Skipping invalid cmd; No mission; AUTO mode enabled -> Possible crash

I just had issue which could cause a crash quite likely. The issue was found when the AUTO mode was accidentally switched on. Drone started to descend very fast and thus I quickly took over with manual control. This happened after re-flashed 3.6-dev and without any mission uploaded.

The error on Logs says “skipping invalid cmd #0” and its repeated about every 20ms until the AUTO mode was changed off. Its going through the commands “forever” until that and the desired height is set to “0”. Because of the desired height it starts to descend at maximum speed and that causes high risk of crash.

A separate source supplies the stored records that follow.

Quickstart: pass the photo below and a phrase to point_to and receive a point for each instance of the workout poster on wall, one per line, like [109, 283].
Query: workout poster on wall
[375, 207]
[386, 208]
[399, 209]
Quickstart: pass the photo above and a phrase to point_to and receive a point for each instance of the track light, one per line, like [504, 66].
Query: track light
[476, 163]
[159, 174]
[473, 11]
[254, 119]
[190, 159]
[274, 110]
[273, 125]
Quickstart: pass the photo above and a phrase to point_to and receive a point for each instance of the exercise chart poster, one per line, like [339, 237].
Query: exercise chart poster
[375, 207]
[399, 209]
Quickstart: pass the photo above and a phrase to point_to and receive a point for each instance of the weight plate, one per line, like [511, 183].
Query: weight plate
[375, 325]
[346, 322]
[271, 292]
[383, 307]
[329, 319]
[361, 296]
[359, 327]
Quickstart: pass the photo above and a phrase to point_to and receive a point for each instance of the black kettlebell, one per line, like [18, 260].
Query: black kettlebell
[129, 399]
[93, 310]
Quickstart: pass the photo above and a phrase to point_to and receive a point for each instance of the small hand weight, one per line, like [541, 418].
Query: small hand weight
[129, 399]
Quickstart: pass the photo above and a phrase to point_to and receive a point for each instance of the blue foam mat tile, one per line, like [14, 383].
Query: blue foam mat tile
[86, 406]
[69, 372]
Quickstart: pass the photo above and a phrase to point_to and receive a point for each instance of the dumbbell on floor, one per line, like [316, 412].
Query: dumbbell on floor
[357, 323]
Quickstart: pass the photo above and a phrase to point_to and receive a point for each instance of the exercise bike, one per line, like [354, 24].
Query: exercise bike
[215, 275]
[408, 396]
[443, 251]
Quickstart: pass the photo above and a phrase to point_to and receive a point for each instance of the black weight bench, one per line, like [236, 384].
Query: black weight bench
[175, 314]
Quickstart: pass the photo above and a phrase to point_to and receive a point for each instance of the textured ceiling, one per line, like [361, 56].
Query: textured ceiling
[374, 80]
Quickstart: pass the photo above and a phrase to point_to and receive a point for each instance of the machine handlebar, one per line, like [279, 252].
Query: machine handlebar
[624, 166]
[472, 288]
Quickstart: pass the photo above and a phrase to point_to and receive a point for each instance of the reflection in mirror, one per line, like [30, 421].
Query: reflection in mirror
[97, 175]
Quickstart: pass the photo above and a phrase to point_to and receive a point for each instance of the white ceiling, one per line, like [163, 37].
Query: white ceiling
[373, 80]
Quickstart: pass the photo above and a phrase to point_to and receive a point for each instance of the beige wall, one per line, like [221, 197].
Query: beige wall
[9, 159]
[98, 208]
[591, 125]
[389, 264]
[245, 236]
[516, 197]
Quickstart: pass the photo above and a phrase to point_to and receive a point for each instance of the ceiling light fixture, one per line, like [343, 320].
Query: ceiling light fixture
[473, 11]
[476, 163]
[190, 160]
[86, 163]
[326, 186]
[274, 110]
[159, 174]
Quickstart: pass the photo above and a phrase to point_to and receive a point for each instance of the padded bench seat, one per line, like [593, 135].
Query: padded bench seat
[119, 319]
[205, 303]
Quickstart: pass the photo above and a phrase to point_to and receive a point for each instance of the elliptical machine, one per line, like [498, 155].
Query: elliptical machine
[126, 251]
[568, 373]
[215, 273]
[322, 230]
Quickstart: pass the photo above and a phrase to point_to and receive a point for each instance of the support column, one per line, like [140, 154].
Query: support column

In my opinion it should it stay at hover at current location/height when its skipping multiple commands in a row like in this case
OR
not allow the AUTO mode to be enabled in first place
OR
Cause a failsafe

Log from the flight:
Log file

pbarker@bluebottle:/tmp$ mavlogdump.py --t CMD Skipping\ invalid\
commands\ flight.bin
2018-04-20 01:53:39.64: CMD {TimeUS : 59778629, CTot : 40, CNum : 0, CId :
16, Prm1 : 0.0, Prm2 : 0.0, Prm3 : 0.0, Prm4 : 0.0, Lat : 62.1057815552,
Lng : 25.6512145996, Alt : 90.0, Frame : 0}
2018-04-20 01:53:39.64: CMD {TimeUS : 59778727, CTot : 40, CNum : 1, CId :
0, Prm1 : 0.0, Prm2 : 0.0, Prm3 : 0.0, Prm4 : 0.0, Lat : 0.0, Lng : 0.0,
Alt : 0.0, Frame : 0}
2018-04-20 01:53:39.64: CMD {TimeUS : 59778751, CTot : 40, CNum : 2, CId :
0, Prm1 : 0.0, Prm2 : 0.0, Prm3 : 0.0, Prm4 : 0.0, Lat : 0.0, Lng : 0.0,
Alt : 0.0, Frame : 0}
2018-04-20 01:53:39.64: CMD {TimeUS : 59778850, CTot : 40, CNum : 3, CId :
0, Prm1 : 0.0, Prm2 : 0.0, Prm3 : 0.0, Prm4 : 0.0, Lat : 0.0, Lng : 0.0,
Alt : 0.0, Frame : 0}
2018-04-20 01:53:39.64: CMD {TimeUS : 59778875, CTot : 40, CNum : 4, CId :
0, Prm1 : 0.0, Prm2 : 0.0, Prm3 : 0.0, Prm4 : 0.0, Lat : 0.0, Lng : 0.0,
Alt : 0.0, Frame : 0}
2018-04-20 01:53:39.64: CMD {TimeUS : 59778899, CTot : 40, CNum : 5, CId :
0, Prm1 : 0.0, Prm2 : 0.0, Prm3 : 0.0, Prm4 : 0.0, Lat : 0.0, Lng : 0.0,
Alt : 0.0, Frame : 0}

You had 40 waypoints loaded. The entry check is that you have more than
one (we use wp0 for “home”).

It seems so that there was 40 waypoints loaded. However I had fresh install (previously PX4 stack) and then switched to ArduCopter and I’m 100% sure that I did not upload any missions/waypoints.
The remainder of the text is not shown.